Scaling Bitcoin workshop : Montreal 2015

Validation costs

Validation costs and incentives

Eric Lombrozo (CodeShark)

How many of you have read the Satoshi whitepaper? It's a good paper. As we have discovered, it has some serious limitations that we think can be fixed but they are serious challenges for scaling. Amongst these are, it was really built as a single code base which was meant to be run in its entirety. All machines were going to participate equally in this p2p network. In a homogenous network, pretty much every node runs the same software, offers the same services, and this isn't really how the internet works. We have other kinds of devices that don't necessarily have the same capabilities as others, and in general we have a very horrogenous network. So a handheld networked device is probably not a good place to do mining if it only has intermittent internet access. At the same time, a point of sale device in a data center is probably not useful.

There's a section in the whitepaper covering these kind sof usecases, but they weren't really thought out. Then of course this is an infamous one, pooled mining was not entirely accounted for. Once you get mining pool, a large number of nodes no longer participate equally in the selection of transactions that get into blocks. And then there are more points of centralization, and perhaps cartels form. It amplifies errors. If any of these mining pool operators are running faulty software, it really quickly gets amplified. Whereas with a horogenous network, it would probably not cause network screwup.

Economies of scale have centralization pressures. Miners want to reduce latency as much as possible. It creates pressure to put all this equipment in one location. They want to have special connections to each other, which are no longer the p2p links from the homogenous network.

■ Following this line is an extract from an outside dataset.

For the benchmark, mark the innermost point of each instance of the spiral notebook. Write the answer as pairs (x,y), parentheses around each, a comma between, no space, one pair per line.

And of course there was the crazy phrase "1 cpu = 1 vote" which is physically impossible. Also, the idea was that honesty would be more profitable than subversion or dishonesty. Most of the CPUs are not being used for mining, and there are incentives still for using CPU power for other kinds of attacks on the network, such as transaction spam I guess.

Simplified payment verification (SPV) appears to be a last minute idea for dealing with a situation where most devices are not mining anymore. The idea was to have a client-server architecture where the servers were miners and the clients basically get short proofs that their transactions are valid in a way that is cheap to verify on relatively small devices.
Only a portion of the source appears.